The motu proprio, known by its Latin title “Vos estis lux mundi” (“You are the light to the world”), contains 19 articles. A significant portion of the motu proprio deals with the problem of cover-up of abuse. Article One states that these norms also concern the behavior of those with specific responsibility in the church, like cardinals, bishops or religious superiors, who have acted in a way that “intended to interfere with or avoid civil investigations or canonical investigations, whether administrative or penal, against a cleric or a religious.”
It emphasizes the importance of protecting minors—anyone under the age of 18—and “vulnerable persons,” which it defines as “any person in a state of infirmity, physical or mental deficiency, or deprivation of personal liberty which, in fact, even occasionally, limits their ability to understand or to want or otherwise resist the offence.”
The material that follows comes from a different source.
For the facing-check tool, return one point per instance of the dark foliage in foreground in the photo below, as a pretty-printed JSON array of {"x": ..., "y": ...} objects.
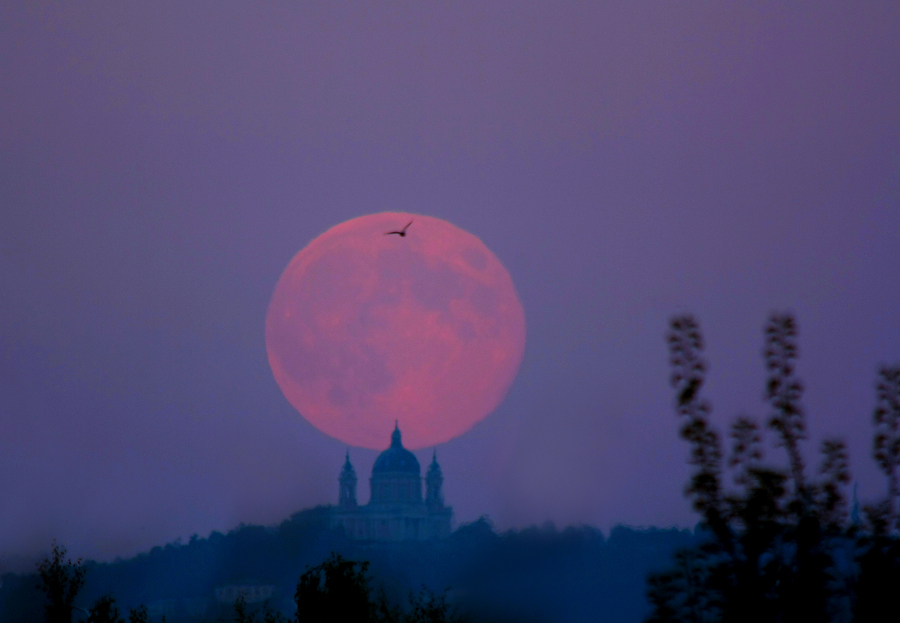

It describes “child pornography” as “any representation of a minor, regardless of the means used, involved in explicit sexual activities, whether real or simulated, and any representation of sexual organs of minors for primarily sexual purposes.”
The motu proprio, which is universally binding and relates to both the Latin and Eastern Rite Churches, is a truly significant response to what is a global problem for the church and marks an important milestone in the pope’s effort to eradicate abuse and provide justice and healing for the victims.